Lady Locke looked at him quite gravely while he was speaking. He always talked with great vivacity, and as if he meant what he was saying. She wondered if he did mean it. Like most other people, she felt the charm that always emanated from him. His face was tired and white, but not wicked, and there was an almost girlish beauty about it. He flushed easily, and was obviously sensitive to impressions. As he spoke now, he seemed to be elucidating some fantastic gospel, giving forth some whimsical revelation; yet she felt that he was talking the most dangerous nonsense, and she rather wanted to say so. Most of her life had been passed among soldiers. Her father had been a general in the Artillery. Her two brothers were serving in India. Her husband had been a bluff and straightforward man of action, full of hard commonsense, and the sterling virtues that so often belong to the martinet. Mr. Amarinth and Lord Reggie were specimens of manhood totally strange to her--until now she had not realised that such people existed. All the opinions which she had hitherto believed herself to hold in common with the rest of sane people, seemed suddenly to become ridiculous in this environment. Her point of view was evidently remarkably different from that attained by her companions. On the whole, she decided not to dispute the doctrine of moods. So she said nothing, and allowed Mrs. Windsor to break in airily--

"Yes, moods are delightful. I have as many as I have dresses, and they cost me nearly as much. I suppose they cost Jimmy a good deal too," she added, with a desultory pensiveness; "but fortunately he is well off, so it doesn't matter. I never go into the slums, though. It is so tiring, and then there is so much infection. Microbes generally flourish most in shabby places, don't they, Mr. Amarinth? A mood that cost one typhoid or smallpox would be really silly, wouldn't it? Shall we go into the drawing-room, Emily? the carriage will be round directly. Yes; do smoke, Mr. Amarinth. You shall have your coffee in here while we put on our cloaks."

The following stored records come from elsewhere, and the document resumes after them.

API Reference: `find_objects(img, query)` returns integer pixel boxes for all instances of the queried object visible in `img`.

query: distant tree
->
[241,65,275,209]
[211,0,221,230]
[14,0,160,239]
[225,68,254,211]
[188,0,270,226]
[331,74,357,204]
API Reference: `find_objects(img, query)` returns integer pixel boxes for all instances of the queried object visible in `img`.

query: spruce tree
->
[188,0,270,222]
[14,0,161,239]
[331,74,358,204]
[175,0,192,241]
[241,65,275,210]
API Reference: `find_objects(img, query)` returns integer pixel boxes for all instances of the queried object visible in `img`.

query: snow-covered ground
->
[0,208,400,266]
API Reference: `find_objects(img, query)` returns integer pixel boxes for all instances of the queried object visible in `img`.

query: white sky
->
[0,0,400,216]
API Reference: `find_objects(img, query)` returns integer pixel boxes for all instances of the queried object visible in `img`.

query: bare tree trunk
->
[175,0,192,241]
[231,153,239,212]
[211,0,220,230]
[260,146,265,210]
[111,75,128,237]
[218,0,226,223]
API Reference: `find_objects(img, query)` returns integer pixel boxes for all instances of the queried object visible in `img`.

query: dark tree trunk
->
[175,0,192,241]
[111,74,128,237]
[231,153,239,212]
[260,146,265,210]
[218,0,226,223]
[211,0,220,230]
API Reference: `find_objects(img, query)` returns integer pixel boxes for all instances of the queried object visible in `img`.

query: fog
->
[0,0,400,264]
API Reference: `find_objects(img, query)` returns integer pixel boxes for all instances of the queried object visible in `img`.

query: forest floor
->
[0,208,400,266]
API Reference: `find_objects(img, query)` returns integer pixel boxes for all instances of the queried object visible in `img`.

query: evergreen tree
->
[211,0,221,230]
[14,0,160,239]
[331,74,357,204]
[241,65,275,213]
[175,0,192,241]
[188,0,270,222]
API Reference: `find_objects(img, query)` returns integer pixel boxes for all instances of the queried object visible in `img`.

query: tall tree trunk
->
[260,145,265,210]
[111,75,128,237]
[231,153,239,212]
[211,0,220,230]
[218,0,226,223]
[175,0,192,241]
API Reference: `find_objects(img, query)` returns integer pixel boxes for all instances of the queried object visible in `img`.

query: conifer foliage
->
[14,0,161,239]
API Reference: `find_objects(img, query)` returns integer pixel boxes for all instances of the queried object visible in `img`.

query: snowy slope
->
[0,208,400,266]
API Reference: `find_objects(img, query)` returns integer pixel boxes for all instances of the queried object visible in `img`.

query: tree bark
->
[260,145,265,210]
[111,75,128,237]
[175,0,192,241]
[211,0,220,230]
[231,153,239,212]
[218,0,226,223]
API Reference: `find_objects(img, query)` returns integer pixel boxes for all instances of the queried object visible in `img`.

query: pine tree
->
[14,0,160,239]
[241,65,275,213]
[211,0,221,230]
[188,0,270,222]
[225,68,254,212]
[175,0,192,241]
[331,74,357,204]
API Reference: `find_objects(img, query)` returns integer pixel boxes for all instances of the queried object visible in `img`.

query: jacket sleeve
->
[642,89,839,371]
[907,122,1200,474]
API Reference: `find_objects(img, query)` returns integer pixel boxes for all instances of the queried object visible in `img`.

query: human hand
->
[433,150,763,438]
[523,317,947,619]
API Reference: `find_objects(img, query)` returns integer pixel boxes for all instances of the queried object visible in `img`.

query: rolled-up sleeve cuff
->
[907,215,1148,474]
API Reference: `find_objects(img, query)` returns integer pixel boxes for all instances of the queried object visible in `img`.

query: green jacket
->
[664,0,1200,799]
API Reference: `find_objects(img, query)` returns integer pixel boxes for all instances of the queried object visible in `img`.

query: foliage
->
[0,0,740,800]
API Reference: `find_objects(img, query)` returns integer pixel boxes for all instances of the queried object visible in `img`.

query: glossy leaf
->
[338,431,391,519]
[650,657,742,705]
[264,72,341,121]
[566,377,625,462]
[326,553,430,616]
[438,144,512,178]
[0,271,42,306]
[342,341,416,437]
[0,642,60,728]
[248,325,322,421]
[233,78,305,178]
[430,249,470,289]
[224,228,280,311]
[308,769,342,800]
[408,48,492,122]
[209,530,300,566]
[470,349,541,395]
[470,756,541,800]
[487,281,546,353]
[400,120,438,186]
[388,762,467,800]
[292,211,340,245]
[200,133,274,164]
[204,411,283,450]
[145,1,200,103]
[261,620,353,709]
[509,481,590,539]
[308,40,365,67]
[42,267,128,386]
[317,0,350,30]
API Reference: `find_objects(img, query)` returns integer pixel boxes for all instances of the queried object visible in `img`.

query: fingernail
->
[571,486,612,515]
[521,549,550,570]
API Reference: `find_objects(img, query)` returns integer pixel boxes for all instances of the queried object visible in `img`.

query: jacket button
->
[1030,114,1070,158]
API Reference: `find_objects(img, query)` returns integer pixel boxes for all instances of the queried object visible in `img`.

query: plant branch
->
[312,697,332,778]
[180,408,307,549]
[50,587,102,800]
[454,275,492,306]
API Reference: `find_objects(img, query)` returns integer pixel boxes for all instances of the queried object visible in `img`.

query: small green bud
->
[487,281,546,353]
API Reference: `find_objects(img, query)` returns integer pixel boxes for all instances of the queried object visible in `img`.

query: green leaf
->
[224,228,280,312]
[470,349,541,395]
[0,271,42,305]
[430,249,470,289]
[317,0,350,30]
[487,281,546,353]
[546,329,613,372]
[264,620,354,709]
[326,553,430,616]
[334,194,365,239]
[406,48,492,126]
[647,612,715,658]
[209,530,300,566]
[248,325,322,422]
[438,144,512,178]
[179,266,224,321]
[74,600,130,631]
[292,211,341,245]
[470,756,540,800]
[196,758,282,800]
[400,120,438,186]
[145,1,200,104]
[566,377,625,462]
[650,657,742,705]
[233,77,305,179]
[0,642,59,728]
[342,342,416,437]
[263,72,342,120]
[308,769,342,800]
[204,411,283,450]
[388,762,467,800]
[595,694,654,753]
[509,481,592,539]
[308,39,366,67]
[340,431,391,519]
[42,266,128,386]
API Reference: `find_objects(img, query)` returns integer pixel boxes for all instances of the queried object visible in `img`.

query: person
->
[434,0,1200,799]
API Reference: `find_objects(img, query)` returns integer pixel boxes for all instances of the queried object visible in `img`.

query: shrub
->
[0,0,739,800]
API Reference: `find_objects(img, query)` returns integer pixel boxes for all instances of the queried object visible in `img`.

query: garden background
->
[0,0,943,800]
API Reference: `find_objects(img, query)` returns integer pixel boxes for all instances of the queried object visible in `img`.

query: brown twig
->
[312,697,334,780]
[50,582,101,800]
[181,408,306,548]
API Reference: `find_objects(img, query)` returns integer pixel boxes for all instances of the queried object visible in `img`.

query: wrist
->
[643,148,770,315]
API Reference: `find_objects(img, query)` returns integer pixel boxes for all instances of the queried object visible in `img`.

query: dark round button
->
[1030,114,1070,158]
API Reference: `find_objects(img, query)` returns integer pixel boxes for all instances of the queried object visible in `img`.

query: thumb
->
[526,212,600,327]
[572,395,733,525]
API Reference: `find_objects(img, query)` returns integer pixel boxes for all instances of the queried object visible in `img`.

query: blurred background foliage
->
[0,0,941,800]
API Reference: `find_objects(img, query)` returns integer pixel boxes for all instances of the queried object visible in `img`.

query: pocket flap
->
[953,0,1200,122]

She rustled out of the room with her cousin. When she had gone, Esme Amarinth lit a gold-tipped cigarette, and leaned back lazily in his chair.

"How tiring women are," he said. "They always let one know that they are trying to be up to the mark. Isn't it so, Reggie?"

"Yes, unless they have convictions which lead them to hate one's mark. Lady Locke has convictions, I should fancy."

"Probably. But she has a great deal besides."


"Don't you know why Mrs. Windsor specially wanted you to-night?"

"To polish your wit with mine," said the boy, with his pretty, quick smile.

"No, Reggie. Lady Locke has come into an immense fortune lately. They say she has over twenty thousand a year. Mrs. Windsor is trying to do you a good turn. And I dare say she would not be averse to uniting her first cousin with a future marquis."

"H'm!" said Reggie, helping himself to coffee with a rather abstracted air.

"It is a pity I am already married," added Amarinth, sipping his coffee with a deliberate grace. "I am paying for my matrimonial mood now."

"But I thought Mrs. Amarinth lived entirely upon Cross and Blackwell's potted meats and stale bread," said Reggie seriously.

"Unfortunately that is only a _canard invented by my dearest enemies."